Mais les dirigeants ont donc décidé d'opter pour la solution technologique avec Tessa, chatbot utilisant l'intelligence artificielle. L'outil n'est toutefois pas un double de ChatGPT. Le chatbot, créé par la Washington University's medical school, s'apparente plutôt à un "chatbot de bien-être", uniquement destiné à répondre aux questions de problèmes d'image. Tessa n'a de ce fait pas des réponses illimitées et ne peut répondre que via des méthodes thérapeutiques spécifiques.

"Le programme est né du besoin de nous adapter aux évolutions des besoins et attentes de notre communauté.

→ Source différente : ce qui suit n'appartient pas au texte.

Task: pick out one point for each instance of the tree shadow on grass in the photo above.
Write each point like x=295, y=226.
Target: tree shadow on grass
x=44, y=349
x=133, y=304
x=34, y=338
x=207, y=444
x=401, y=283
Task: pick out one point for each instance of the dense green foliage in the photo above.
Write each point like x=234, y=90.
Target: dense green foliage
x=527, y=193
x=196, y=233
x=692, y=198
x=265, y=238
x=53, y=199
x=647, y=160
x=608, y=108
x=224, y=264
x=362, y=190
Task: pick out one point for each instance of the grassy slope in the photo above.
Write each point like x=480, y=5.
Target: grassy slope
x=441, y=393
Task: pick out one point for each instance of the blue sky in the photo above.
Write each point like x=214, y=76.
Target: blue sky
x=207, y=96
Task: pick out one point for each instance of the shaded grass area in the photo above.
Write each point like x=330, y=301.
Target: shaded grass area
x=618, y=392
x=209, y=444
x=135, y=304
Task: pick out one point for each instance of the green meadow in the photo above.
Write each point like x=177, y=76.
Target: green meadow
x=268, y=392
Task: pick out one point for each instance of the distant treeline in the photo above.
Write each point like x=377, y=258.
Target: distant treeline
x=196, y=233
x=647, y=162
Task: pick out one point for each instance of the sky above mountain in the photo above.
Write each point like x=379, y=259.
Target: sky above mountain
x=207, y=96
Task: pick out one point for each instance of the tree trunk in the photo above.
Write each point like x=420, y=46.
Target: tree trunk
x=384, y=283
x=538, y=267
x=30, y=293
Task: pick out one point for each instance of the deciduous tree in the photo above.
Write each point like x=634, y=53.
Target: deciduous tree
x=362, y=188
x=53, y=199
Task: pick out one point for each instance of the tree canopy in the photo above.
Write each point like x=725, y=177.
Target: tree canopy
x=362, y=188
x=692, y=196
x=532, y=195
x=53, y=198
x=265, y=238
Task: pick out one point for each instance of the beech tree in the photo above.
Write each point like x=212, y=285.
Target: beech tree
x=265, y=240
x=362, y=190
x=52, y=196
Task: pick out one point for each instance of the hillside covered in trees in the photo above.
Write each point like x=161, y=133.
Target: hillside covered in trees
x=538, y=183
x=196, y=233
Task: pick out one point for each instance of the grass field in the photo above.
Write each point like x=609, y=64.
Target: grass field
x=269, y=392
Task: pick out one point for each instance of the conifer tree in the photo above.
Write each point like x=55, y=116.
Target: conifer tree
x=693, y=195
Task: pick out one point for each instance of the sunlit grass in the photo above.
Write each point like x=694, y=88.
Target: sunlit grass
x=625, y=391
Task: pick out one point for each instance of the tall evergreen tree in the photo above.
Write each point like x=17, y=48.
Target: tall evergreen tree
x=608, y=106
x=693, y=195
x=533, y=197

Tessa ne prend pas de décisions et ne se nourrit pas des questions qui lui sont posées", a précisé un porte-parole de la NEDA au média Vice.

Combat en cours

D'après ce même porte-parole, Tessa aurait été au préalable testé sur sur 700 femmes entre 2021 et 2023 et plus de la moitié lui ont accordé une note d'appréciation de 100%. Les bénévoles de l'association seront eux aussi invités à exercer le rôle de testeurs de Tessa à l'avenir, en lieu et place de leur activité de soutien.

Les employés licenciés ont eux décidé de continuer leur combat pour récupérer leur emploi en constituant un dossier auprès la National Labor Relations Board, agence publique chargée d'enquêter sur les pratiques illégales dans le monde du travail.

"Bien que nous pensions que la technologie puisse être profitable dans certains domaines, ici, dans l'association, nous ne laisserons pas nos dirigeants utiliser un chatbot pour se débarrasser de notre syndicat et de nos emplois", a plaidé Abbie Harper.

Ce n'est d'ailleurs pas la première fois qu'une polémique naît de l'utilisation d'un chatbot à des fins médicales. Fin 2022, la plateforme d'aide aux personnes souffrant de problèmes de santé mentale Koko a décidé de remplacer ses bénévoles par ChatGPT, le tout sans avertir les patients. Une expérience qui a tourné court après les nombreuses réactions négatives des internautes.